Quel est, à votre avis, le sens des sanctions occidentales ?

Les ce qu'on appelle sanctions visent dans une grande mesure à ruiner les concurrents.

Pour ce qui est de la composante politique de ces sanctions je tiens à vous dire que jusqu'à présent, quand des mesures coercitives ont été adoptées par le Conseil de sécurité de l'ONU, nos partenaires occidentaux ont été les premiers à appeler à ce que les sanctions visent concrètement les dirigeants qui n'accomplissaient pas les décisions de l'ONU et à faire tout pour éviter leurs retombées secondaires négatives pour la population.

Dans le cas de la Russie, une logique diamétralement opposée a été choisie. On déclare publiquement que les sanctions visent à causer un préjudice irréparable à l'économie russe pour que le peuple se rende compte combien la vie est mauvaise sous le régime en place.

Mais en introduisant les sanctions, les Etats-Unis et l'UE ont expliqué qu'elles étaient liées à certaines actions de la Russie.

Les prétextes de cette pression sont choisis d'une façon très malhonnête. Ainsi en juillet, des sanctions sectorielles, annoncées comme les plus maladives pour l'économie russe, ont été décrétée sur fond d'une vague d'hystérie déclenchée par le crash du Boeing malaisien. Les miliciens ont été alors déclarés coupables sans enquête ni jugement, sans aucune investigation, bien qu'ils aient remis inconditionnellement aux experts néerlandais les « boîtes noires » retrouvées tout à fait intactes. Il va de soi que la Russie a été accusée. A présent tous gardent le silence sur le drame du Boeing malaisien et nous sommes, de fait, seuls à appeler à prêter l'attention au fait que l'enquête s'éternise d'une façon tout à fait injustifiée. Nos partenaires occidentaux gardent le silence ou, à la rigueur, disent qu'un an encore est nécessaire. Il est malhonnête et malpropre d'utiliser un drame pour parvenir à des fins géopolitiques.

Quelle est votre prévision de sanctions pour l'année prochaine ?

Nous ne faisons pas de prévisions, ce sont leurs problèmes.
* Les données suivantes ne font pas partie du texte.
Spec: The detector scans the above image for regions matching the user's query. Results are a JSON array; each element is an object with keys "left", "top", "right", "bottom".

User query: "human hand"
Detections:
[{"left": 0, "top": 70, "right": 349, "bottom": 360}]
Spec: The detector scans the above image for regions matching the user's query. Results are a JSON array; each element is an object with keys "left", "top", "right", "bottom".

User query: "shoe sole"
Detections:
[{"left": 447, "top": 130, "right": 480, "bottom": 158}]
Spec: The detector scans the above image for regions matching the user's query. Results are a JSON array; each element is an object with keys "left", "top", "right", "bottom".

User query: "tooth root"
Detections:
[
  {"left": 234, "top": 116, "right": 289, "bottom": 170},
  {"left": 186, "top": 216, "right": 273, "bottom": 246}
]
Nous nous occupons de notre économie. Nous allons oeuvrer fermement pour que les engagements internationaux de nos partenaires ne soient pas violés : mais ils les violent déjà. Le cas échéant, nous allons entreprendre des démarches juridiques appropriées.

Vous avez plusieurs fois utilisé les notions de « parti de la paix » et « parti de la guerre » eu égard aux politiques de Kiev. Quels politiques ukrainiens selon vous en font partie ?

Les déclarations des dirigeants ukrainiens permettent de juger qui veut quoi. Bien que très souvent ils fassent des déclarations similaires. Mais il y a certes des choses que nous séparons de la rhétorique. Pour nous ce sont les actes et non pas les paroles qui importent. En ce qui concerne les actes, nous constatons l'attachement du président d'Ukraine Piotr Porochenko aux accords de Minsk, sa volonté d'obtenir leur application ce qui a été confirmé le 22 décembre au cours de la conférence téléphonique avec la participation des présidents de Russie, d'Ukraine et de France et de la chancelière d'Allemagne.

Comment voyez-vous les perspectives du processus de Minsk ?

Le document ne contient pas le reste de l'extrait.